Does that make it clearer?
Germanische Zustande
02-09-2004, 17:23
A skilled Lego builder can build a wall very fast. Imagine it as being 8,000 skilled, fast constructors.
Jordaxia
02-09-2004, 17:27
And someone equally skilled with Duplo could build even faster. Prefabs would be liked skilled duplo users (I doubt they exist.)

By the way Xessmithia, nice analogy. *hands you a sweet cuppin' cake, and readies ten extra points if you know where I stole that from*

I don't think nanospray works. It worked in total annihilation, but that's a game. As is this.... but it was less realistic.
Xessmithia
02-09-2004, 17:28
A skilled Lego builder can build a wall very fast. Imagine it as being 8,000 skilled, fast constructors.

Then you need to pay each constructor, feed them and so on. Which vastly increases the cost to build it and the amounts of energy needed. You can do it, but it won't be cheap.
Xessmithia
02-09-2004, 17:29
And someone equally skilled with Duplo could build even faster. Prefabs would be liked skilled duplo users (I doubt they exist.)
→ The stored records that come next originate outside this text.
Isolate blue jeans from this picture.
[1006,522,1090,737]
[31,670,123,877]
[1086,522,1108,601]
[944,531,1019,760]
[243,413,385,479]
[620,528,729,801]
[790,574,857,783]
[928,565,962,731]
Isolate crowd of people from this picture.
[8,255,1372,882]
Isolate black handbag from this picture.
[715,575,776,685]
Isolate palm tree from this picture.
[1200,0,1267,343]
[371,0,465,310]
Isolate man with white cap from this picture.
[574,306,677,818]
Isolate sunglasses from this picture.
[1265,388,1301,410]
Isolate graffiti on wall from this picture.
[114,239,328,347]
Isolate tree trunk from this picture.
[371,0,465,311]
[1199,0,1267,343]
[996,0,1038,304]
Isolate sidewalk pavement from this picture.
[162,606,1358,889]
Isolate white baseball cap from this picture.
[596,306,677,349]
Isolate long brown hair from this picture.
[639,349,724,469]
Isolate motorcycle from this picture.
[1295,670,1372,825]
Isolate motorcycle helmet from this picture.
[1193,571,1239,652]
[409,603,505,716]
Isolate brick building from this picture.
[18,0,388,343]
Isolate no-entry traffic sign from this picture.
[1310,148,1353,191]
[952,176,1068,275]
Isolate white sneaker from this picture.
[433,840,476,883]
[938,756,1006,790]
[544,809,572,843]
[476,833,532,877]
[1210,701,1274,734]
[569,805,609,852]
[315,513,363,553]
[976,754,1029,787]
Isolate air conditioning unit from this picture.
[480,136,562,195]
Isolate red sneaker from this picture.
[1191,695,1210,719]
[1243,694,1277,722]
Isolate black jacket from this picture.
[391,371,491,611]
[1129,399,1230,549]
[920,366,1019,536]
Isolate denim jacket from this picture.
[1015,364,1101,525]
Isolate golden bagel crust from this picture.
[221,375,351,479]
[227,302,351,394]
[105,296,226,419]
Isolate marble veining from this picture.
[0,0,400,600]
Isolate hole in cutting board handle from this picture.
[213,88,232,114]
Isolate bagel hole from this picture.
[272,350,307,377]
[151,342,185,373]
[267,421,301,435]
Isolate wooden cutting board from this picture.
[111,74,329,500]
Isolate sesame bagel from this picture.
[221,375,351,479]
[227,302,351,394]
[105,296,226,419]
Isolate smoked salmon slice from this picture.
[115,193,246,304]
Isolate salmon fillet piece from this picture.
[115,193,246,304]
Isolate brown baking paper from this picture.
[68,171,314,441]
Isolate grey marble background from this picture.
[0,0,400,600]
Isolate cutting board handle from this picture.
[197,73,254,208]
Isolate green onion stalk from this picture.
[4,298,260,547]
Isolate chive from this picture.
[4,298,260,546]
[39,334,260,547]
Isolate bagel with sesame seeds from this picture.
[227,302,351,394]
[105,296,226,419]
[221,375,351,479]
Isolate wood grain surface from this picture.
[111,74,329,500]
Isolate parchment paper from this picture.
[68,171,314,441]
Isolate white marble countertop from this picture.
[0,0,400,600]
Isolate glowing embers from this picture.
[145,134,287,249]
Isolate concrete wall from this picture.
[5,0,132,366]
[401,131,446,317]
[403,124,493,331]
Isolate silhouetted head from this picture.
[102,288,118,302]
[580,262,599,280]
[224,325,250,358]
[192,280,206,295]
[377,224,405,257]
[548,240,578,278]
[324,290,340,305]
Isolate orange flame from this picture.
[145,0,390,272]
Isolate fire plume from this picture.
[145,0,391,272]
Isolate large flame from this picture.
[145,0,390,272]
By the way Xessmithia, nice analogy. *hands you a sweet cuppin' cake, and readies ten extra points if you know where I stole that from*

I don't think nanospray works. It worked in total annihilation, but that's a game. As is this.... but it was less realistic.

Thanks :) And no Ii don't know where you stole that from :p
Penguisiana
02-09-2004, 18:28
...Medival ages were so less complicated....

W/e btw I think that one atom at a time is kind of unnnesesary(sp?). To make things faster you should have it like 20-100 atoms at a time. 20-100 atoms is still barely visable
Xessmithia
05-09-2004, 00:26
Germanische Zustande, how far away from the "build site" are your emitters in meters?